San Pablo, muchas veces, expresa en sus cartas sus sentimientos, nos muestra el dolor por el pecado, la lucha interna por la fidelidad a Dios, pero también, como hombre, nos muestra su sensibilidad por aquellos que no quieren reconocer a Jesús como Mesías y Señor. En esta carta a los romanos lo expresa así: "siento una gran tristeza y un dolor incesante en mi corazón, pues desearía ser yo mismo un proscrito, alejado de Cristo, por el bien de mis hermanos, los de mi raza según la carne".
Es verdad que cuando encontramos un Camino que nos llena de felicidad, que nos da fortaleza, que nos trae la paz, es un camino que queremos compartirlo con todos y, especialmente, con los de nuestra sangre, con los que son parte de nuestra vida. A veces, por supuesto, no sabemos cómo hablar o qué decir o cómo compartir aquello que sentimos en el corazón, pero no debemos quedarnos ahí, debemos insistir a tiempo y a destiempo, como el mismo Pablo lo dice.
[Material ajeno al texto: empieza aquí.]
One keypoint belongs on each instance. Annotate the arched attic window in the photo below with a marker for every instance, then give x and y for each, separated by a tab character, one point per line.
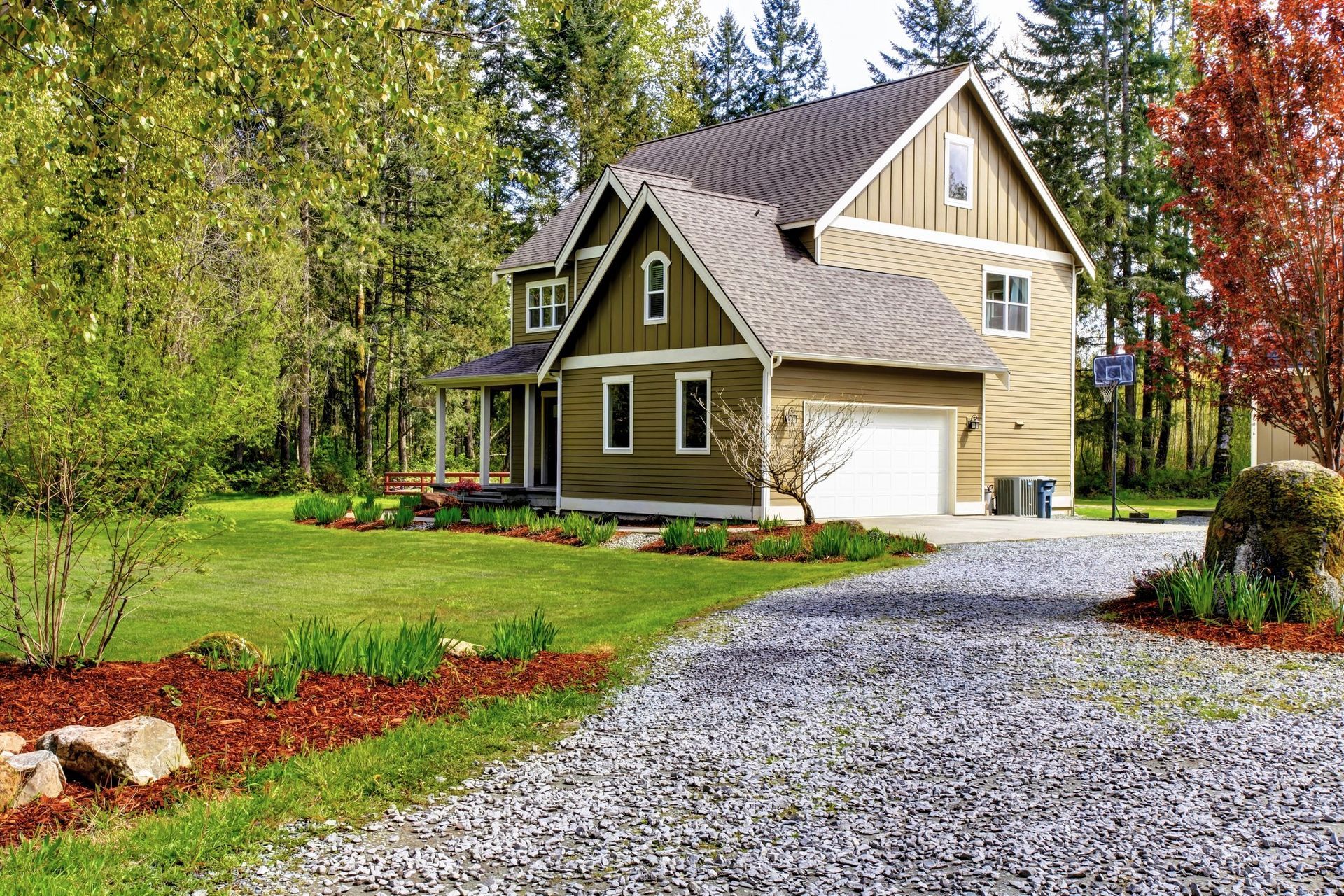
656	289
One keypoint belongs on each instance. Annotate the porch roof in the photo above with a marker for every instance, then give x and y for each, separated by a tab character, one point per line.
514	365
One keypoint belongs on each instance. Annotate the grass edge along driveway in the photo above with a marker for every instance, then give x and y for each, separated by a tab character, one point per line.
200	840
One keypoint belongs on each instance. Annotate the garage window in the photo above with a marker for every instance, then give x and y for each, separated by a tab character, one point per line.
692	413
619	414
1007	301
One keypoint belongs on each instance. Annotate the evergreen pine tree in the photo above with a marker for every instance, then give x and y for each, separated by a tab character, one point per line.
940	33
790	67
727	69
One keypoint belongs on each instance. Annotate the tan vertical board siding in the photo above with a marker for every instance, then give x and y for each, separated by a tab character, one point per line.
1275	444
909	191
615	316
521	281
654	472
1042	367
809	382
604	222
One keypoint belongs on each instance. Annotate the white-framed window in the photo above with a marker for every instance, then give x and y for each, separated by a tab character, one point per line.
1007	301
692	413
656	289
958	169
617	414
547	304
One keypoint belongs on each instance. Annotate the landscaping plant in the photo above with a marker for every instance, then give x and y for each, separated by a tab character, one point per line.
521	638
778	547
678	532
413	652
713	539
Igualmente, aunque, el dolor por los nuestros seguirá y no nos puede detener en la marcha, pues el mismo Señor nos advirtió que seguirlo, muchas veces, entrañará división entre los de la misma sangre, y, hasta, incluso, nos entregarán a los verdugos llegado el caso.
Así, Pablo, nos muestra que, a pesar de sentir ese deseo por los de su raza, debe emprender un nuevo camino y llegar a otros que quieran, verdaderamente, escucharlo, no a él, sino escuchar la Palabra del Señor que a él le fue dirigida, pues esa es La Palabra que nos salva, La Palabra que nos acerca al Camino de la Salvación.
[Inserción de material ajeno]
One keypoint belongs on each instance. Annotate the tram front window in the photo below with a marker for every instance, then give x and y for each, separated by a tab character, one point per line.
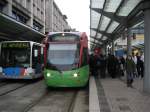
62	56
15	57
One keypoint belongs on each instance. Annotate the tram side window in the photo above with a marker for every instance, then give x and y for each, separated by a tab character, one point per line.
84	57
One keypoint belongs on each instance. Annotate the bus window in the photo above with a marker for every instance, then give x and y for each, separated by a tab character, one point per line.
84	57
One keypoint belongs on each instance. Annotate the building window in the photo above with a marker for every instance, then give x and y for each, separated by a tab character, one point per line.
37	26
19	16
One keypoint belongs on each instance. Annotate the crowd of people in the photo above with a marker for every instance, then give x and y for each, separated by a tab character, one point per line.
132	66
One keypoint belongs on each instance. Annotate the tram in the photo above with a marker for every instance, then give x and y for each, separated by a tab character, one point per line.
66	59
21	59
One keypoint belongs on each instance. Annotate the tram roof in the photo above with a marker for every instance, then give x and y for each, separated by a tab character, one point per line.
10	29
22	42
76	33
109	19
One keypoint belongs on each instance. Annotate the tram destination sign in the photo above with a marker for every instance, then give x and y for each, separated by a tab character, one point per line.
65	37
15	45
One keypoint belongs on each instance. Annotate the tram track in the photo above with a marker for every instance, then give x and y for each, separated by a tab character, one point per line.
72	103
2	93
68	106
34	103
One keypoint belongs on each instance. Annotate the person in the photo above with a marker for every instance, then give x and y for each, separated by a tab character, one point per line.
95	62
103	66
130	69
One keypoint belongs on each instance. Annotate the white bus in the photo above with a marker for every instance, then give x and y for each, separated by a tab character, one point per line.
21	59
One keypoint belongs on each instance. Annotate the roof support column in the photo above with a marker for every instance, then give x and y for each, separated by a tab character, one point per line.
129	49
113	48
146	84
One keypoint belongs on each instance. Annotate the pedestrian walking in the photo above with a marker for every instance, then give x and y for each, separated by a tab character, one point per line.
130	69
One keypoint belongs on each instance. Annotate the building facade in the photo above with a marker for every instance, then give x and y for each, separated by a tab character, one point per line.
42	15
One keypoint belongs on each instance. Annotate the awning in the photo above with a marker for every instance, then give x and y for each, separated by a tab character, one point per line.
110	18
10	29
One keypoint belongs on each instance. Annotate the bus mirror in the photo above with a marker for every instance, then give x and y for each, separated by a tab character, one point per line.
1	69
42	51
76	60
35	53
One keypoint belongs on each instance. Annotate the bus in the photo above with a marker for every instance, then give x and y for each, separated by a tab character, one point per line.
66	59
21	59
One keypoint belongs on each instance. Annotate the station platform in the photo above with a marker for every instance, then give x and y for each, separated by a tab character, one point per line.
113	95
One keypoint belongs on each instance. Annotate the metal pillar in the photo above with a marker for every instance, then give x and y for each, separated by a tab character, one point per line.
8	8
113	48
146	82
129	49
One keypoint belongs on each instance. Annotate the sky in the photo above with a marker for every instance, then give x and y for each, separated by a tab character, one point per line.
77	12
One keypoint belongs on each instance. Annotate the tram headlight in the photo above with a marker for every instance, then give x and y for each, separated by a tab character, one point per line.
75	75
48	74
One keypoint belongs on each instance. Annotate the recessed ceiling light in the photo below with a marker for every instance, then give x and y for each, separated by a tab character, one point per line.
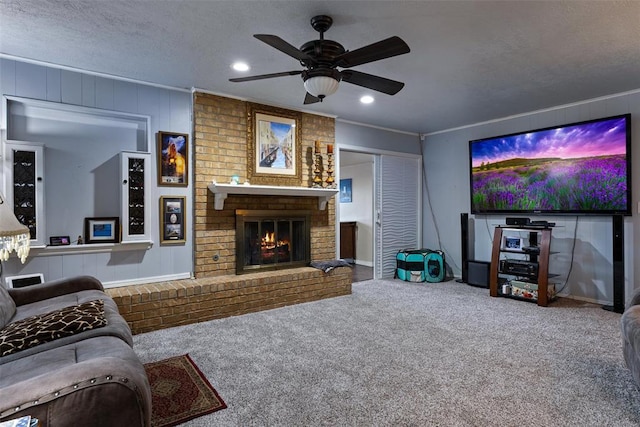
240	66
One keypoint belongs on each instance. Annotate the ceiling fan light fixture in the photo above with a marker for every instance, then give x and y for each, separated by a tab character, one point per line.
321	86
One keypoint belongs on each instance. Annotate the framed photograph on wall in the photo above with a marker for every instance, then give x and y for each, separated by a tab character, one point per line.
274	154
345	190
173	159
172	220
102	230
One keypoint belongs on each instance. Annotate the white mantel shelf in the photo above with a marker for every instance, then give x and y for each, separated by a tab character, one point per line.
221	191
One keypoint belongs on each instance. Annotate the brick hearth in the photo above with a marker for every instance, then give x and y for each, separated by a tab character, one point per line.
163	305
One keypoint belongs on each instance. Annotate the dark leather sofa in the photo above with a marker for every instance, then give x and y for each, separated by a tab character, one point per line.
88	377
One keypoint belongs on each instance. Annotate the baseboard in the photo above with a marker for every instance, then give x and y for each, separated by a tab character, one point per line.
364	263
142	281
584	299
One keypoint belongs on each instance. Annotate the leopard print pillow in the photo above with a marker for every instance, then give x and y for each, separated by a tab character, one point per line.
42	328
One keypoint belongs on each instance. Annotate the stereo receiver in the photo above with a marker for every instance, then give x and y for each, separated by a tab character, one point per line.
519	268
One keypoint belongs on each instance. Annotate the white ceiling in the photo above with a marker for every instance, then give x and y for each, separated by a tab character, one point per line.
470	61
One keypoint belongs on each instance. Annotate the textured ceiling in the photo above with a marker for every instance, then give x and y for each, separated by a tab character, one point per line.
470	61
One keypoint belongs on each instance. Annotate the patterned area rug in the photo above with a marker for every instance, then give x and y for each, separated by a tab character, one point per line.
179	392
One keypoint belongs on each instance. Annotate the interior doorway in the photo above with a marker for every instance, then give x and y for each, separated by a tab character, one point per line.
356	212
382	193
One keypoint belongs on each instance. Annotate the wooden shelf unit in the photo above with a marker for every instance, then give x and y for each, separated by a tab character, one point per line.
542	258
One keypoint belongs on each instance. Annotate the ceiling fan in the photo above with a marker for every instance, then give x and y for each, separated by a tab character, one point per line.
322	58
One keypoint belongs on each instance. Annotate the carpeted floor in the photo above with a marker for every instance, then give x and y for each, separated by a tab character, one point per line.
405	354
179	391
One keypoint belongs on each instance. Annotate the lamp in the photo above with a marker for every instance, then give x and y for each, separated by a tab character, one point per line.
321	82
14	236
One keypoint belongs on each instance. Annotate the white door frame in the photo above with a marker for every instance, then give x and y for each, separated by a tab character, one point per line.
376	158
De este modo no tenemos que poner como excusa para no llevar la Palabra a todo el mundo, el hecho de que los nuestros no nos escuchan, sino que, a pesar de ello, debemos seguir predicando y anunciando con nuestra propia vida el tesoro que hemos hallado y por el que hemos vendido todos nuestros bienes. No dejemos que los sinsabores nos detengan, sino que nos hagan tomar más conciencia de lo necesario que es mantenernos firmes y fieles en el Camino de la Verdad y la Vida.